Forests

About 9,000 sq km of Brazilian Amazon lost to deforestation; government unaware

The study suggests that deforestation-related greenhouse gas emissions in Brazil are nearly twice as high as government estimates

 
By DTE Staff
Published: Friday 14 October 2016
The untracked deforestation can have ramifications beyond the loss of critical forests. Credit: eutrophication / Flicker__

Significant deforestation is happening in Brazilian Amazon and the government has no inkling about it. A study led by researchers from Brown University has found that about 9,000 square kilometres of Amazon forest was cleared between 2008 and 2012 without detection by the official monitoring system. It means there’s more deforestation happening in Brazil than what the government estimates suggest.

The study compared data from Brazil’s official Monitoring Deforestation in the Brazilian Amazon by Satellite Project (PRODES) with two independent satellite measures of forest cover. It found that PRODES didn’t measure deforestation of about 9,000 sq km, which is three times the size of Rhode Island.

Problem with government monitoring system

The problem, according to the researchers, is that PRODES monitors only primary Amazon rainforest and excludes dry forests as well as secondary forests—land that was cleared many years ago and has since become reforested. It also excludes discreet forest plots with area smaller than 6.25 hectares (15.4 acres).

Satellite sources used by the researchers looked at the canopy cover without those exclusions. It revealed that deforestation in large plots of primary rainforests has declined but expanded in dry forests and discreet forests which PRODES couldn’t track.

Manifold effects

The untracked deforestation can have ramifications beyond the loss of critical forests.
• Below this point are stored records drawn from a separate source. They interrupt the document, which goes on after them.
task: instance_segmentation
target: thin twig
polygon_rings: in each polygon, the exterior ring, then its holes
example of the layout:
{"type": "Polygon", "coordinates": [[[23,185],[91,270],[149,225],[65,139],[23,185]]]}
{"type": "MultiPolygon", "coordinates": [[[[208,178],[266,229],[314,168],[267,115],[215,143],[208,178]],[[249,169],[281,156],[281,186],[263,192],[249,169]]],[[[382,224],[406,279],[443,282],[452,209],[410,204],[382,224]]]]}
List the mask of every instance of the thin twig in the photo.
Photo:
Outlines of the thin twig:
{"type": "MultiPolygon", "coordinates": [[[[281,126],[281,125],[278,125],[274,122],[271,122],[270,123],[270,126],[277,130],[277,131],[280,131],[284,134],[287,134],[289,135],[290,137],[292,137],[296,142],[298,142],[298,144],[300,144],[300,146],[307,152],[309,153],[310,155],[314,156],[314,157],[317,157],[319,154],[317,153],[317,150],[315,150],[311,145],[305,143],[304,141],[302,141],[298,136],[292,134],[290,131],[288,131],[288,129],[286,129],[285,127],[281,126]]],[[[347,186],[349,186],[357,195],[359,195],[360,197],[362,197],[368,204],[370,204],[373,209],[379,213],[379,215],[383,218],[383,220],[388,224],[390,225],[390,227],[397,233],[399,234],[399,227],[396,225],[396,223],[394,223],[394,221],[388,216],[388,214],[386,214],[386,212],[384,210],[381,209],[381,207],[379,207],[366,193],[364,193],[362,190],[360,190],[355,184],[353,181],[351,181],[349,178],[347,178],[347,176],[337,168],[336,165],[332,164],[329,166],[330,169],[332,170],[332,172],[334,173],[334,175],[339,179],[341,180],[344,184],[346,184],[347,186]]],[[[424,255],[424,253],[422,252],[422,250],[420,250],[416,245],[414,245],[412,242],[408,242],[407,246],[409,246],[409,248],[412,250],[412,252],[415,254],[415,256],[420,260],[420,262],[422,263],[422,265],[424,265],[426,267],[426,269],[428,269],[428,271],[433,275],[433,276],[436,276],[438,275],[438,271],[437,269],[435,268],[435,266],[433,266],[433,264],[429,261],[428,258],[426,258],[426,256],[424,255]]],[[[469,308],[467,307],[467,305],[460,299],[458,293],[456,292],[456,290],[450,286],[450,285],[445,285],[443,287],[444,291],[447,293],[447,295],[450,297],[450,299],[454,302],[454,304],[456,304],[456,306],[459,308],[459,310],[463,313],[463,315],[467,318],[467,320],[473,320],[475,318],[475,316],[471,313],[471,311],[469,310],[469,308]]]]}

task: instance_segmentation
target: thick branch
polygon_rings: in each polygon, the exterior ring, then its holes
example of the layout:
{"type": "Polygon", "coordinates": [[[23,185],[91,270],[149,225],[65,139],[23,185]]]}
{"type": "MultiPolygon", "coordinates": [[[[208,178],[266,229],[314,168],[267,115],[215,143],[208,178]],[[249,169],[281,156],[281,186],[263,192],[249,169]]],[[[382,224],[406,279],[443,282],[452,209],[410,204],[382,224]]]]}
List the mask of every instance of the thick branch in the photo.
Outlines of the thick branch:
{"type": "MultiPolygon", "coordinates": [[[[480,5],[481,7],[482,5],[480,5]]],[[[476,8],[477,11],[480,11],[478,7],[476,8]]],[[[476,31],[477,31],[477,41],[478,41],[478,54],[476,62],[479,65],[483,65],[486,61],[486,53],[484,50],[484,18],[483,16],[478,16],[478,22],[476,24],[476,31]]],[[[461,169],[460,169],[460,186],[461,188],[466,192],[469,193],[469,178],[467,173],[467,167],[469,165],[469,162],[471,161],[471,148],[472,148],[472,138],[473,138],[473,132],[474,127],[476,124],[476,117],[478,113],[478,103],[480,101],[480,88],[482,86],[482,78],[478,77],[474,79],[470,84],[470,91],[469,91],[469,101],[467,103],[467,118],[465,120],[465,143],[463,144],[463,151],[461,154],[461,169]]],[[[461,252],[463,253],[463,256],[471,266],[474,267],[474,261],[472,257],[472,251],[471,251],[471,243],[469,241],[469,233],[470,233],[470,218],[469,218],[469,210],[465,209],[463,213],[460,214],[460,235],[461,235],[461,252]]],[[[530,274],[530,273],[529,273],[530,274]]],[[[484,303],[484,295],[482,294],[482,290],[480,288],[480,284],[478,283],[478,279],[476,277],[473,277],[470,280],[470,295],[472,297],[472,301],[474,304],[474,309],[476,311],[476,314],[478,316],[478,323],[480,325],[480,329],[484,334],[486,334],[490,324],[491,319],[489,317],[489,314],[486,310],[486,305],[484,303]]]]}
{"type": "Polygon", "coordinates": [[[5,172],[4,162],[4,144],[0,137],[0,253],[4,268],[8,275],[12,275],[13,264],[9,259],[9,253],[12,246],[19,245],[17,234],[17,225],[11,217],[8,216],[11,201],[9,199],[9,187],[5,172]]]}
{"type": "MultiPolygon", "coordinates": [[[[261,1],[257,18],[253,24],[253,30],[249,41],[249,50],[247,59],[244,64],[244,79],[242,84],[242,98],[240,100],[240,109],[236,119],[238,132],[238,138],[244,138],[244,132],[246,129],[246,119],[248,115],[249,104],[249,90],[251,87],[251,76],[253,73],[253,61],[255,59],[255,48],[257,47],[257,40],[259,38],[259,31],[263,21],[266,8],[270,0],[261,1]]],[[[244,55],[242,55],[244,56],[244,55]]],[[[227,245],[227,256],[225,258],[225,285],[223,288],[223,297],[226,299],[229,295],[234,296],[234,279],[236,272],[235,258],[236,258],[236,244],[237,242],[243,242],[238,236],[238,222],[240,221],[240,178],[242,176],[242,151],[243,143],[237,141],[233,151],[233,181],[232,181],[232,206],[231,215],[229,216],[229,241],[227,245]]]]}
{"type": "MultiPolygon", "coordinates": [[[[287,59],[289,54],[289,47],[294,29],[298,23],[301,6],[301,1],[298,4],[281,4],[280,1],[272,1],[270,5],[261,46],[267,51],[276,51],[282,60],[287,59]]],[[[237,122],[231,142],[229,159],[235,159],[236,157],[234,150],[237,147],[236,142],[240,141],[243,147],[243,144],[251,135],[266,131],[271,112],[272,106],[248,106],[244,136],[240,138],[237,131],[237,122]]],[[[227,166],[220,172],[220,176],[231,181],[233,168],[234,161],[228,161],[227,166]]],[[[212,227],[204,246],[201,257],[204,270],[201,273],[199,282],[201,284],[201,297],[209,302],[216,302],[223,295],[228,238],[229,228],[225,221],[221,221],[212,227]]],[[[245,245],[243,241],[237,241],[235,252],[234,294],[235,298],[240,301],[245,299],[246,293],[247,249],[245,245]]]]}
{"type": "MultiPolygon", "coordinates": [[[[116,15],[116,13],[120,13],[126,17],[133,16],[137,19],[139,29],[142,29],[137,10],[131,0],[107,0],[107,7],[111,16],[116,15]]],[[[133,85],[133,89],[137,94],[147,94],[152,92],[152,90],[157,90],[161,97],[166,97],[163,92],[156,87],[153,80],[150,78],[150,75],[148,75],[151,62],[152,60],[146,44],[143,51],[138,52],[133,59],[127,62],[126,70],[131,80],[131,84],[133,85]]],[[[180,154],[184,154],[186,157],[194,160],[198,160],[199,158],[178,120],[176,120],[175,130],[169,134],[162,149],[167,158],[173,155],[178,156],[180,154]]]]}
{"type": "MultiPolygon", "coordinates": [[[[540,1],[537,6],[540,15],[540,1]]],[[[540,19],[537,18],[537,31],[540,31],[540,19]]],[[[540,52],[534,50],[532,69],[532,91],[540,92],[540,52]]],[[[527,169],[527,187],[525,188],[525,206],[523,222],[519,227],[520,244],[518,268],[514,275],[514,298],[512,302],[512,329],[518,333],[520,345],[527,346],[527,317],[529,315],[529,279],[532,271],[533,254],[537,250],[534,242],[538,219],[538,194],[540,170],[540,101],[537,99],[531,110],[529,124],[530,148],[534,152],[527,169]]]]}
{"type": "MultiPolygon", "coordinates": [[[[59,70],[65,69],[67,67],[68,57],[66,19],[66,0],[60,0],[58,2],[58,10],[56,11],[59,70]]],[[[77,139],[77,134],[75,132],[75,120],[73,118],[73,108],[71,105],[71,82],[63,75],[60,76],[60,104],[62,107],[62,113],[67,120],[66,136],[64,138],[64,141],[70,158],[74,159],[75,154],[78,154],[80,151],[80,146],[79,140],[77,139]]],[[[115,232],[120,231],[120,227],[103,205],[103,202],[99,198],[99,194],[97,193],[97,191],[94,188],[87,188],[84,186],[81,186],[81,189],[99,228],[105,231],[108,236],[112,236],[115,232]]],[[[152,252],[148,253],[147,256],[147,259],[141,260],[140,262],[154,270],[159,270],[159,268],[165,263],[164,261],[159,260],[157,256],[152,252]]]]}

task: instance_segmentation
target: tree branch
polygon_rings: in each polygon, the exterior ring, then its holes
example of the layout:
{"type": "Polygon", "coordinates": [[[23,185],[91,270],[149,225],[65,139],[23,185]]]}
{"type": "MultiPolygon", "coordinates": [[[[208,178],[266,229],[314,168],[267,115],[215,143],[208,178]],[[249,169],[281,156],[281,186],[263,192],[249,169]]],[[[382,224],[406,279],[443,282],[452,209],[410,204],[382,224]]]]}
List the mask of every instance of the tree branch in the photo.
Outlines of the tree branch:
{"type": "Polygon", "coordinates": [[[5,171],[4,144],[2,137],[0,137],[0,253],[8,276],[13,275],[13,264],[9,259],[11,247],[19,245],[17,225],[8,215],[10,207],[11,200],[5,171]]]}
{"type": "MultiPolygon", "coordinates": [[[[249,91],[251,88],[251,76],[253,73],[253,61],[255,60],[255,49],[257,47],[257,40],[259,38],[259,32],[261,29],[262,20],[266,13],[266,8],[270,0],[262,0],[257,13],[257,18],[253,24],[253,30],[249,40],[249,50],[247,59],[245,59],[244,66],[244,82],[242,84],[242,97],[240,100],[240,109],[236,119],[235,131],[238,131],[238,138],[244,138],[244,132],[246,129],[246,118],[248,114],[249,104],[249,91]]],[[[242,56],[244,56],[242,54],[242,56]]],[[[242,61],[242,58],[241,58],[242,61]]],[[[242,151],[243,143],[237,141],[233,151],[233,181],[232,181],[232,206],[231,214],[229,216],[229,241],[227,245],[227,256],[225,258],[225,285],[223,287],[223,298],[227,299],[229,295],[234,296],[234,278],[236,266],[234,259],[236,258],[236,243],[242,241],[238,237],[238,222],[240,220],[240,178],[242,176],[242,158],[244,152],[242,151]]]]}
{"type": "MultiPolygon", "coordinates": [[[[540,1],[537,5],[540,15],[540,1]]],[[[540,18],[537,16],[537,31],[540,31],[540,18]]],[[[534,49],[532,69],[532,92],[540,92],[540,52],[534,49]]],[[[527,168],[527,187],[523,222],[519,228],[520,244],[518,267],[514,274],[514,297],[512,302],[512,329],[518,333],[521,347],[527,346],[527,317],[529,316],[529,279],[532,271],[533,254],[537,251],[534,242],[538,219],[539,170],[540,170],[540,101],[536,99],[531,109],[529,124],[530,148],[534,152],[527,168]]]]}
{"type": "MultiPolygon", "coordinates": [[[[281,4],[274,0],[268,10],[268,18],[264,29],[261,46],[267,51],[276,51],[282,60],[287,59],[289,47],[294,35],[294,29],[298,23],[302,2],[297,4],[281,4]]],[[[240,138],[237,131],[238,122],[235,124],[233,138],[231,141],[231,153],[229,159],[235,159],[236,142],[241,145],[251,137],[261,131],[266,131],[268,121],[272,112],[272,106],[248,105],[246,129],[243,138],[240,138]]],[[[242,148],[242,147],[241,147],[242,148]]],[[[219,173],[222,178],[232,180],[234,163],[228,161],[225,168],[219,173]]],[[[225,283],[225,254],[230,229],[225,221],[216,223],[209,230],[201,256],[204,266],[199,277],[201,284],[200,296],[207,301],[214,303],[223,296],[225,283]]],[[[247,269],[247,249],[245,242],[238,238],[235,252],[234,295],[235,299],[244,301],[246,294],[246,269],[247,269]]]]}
This study suggests that deforestation-related greenhouse gas emissions in Brazil are nearly twice as high as government estimates.

Down To Earth had earlier reported how activities like selective logging, hunting, altering or fragmenting the landscape and habitat degradation are making the Amazon rainforest more flammable with 19,379 cases of fire reported in 2015 alone.

“Brazil recently ratified the Paris Climate Agreement, which mandates substantial reductions in greenhouse gas emissions from 2005 levels. By missing so much deforestation in PRODES measurements, Brazil is overestimating their emissions reductions,” said VanWey, co-author of the study and senior deputy director at the Institute at Brown for Environment and Society.

Many studies have linked deforestation to drought as cutting of trees affects the ability of forests to absorb carbon from the air and to pull enough water from earth through tree roots to moisture the air.

The results of the study show that Brazil needs to improve its detection and enforcement strategy to understand the “new reality of land management”.